WesternU Senior Vice President for Research and Biotechnology Devendra K. Agrawal, PhD, MBA (Jeff Malet, WesternU)

Researching COVID-19 to develop treatments is a global effort, and Western University of Health Sciences is contributing to this scientific knowledge. WesternU faculty recently published two separate articles investigating COVID-19.

WesternU Senior Vice President for Research and Biotechnology Devendra Agrawal, PhD, MBA, and Assistant Professor in Tissue Engineering and Regenerative Medicine Finosh Thankam published Thankam FG, Agrawal DK, Molecular chronicles of cytokine burst in COVID-19 patients with cardiovascular diseases in The Journal of Thoracic and Cardiovascular Surgery (2020), doi: https://doi.org/10.1016/j.jtcvs.2020.05.083.

Apart from the respiratory system, COVID-19 displayed severe pathological impact on other organs, especially in the cardiovascular system as evident from the increased risk of infection and mortality among cardiovascular disease (CVD) patients, according to the article. The paper provides insight into the possible molecular targets to intervene the effects of COVID-19-induced exacerbations and complications in CVD patients. The paper concludes that further understanding of these molecular mysteries in ideal in-vitro and in-vivo models would open novel translational avenues for effective management of COVID-19-CVD comorbidity.

“Although several viruses and bacteria often encode proteins that interfere with the immune system to promote pathogenesis, it appears that the inflammasome activation due to SARS-CoV-2 envelope proteins results in a robust pro-inflammatory response leading to high mortality rates,” Agrawal said. “Currently, there is no effective treatment. However, identification of key targets to intervene should accelerate the development of novel therapeutic approaches.”

Two Australian doctors published a commentary on Agrawal and Thankam’s article, emphasizing the importance of attaining a mechanistic understanding of the molecular and cellular pathophysiology of COVID-19 disease. Commentary: Evolving understanding of COVID-19: molecular biology, immunology and surgery. Edward Buratto, Igor E. Konstantinov DOI: https://doi.org/10.1016/j.jtcvs.2020.05.087 Published online: June 6, 2020.

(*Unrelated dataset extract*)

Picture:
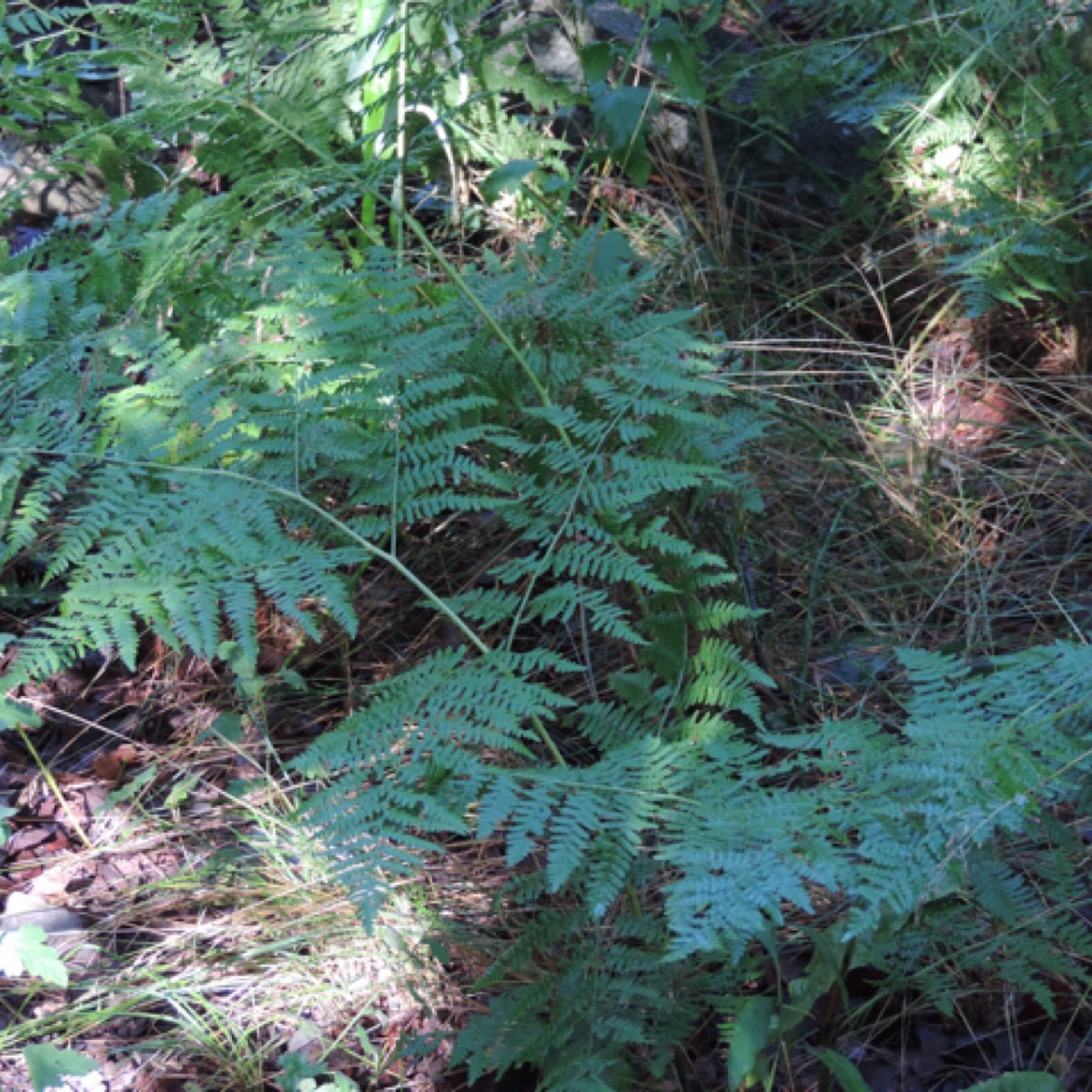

WesternU Senior Vice President and Provost David Baron, DO, MSEd

WesternU Provost and Senior Vice President David Baron, DO, MSEd, co-authored a review of remdesivir as a COVID-19 treatment. Musa, A., Pendi, K., Hashemi, A., Warbasse, E., Kouyoumjian, S., Yousif, J., et al. (2020). Remdesivir for the Treatment of COVID-19: A Systematic Review of the Literature. Western Journal of Emergency Medicine: Integrating Emergency Care with Population Health. Retrieved from https://escholarship.org/uc/item/9z6961f2

Remdesivir, an anti-viral prodrug originally developed to treat Ebola virus disease, has shown broad spectrum activity against the Coronavirus family. A recent case report reported improvement of clinical symptoms with remdesivir in a patient with COVID-19, according to the paper. After conducting a systematic search of 18 clinical trial registries and three large scientific databases, the authors conclude that despite supportive data from in vitro and in vivo studies, the clinical effectiveness of IV remdesivir for treatment of COVID-19 and potential side effects remain incompletely defined in the human population.

The paper was submitted April 11, 2020 and accepted May 1. Studies on COVID-19 are moving rapidly, and therefore the knowledge base is constantly evolving. Baron and his collaborators followed up with an Addendum to Systematic Review of Remdesivir for the Treatment of COVID-19, electronically published May 22, 2020, which analyzes the results and conclusions of new publications. On May 1, based on two recent trials, the ACTT and Gilead open-label trial, the U.S. Food and Drug Administration issued an Emergency Use Authorization (EUA) for use of remdesivir for COVID-19.

“Physicians may find it difficult to make informed decisions regarding treatment of patients with COVID-19,” according to the addendum. “Given the recent EUA, we recommend making the decision to administer remdesivir based on the highest quality of evidence in the literature, which suggests decreased time to recovery and the possibility of increased survival.”

“The disruption COVID-19 has created has resulted in an unprecedented time urgency to develop a vaccine and safe and effective therapeutics,” Baron said. “Now, more than ever, it is important to remain focused on quality clinical research to determine optimal treatments to achieve health and safety for patients worldwide.”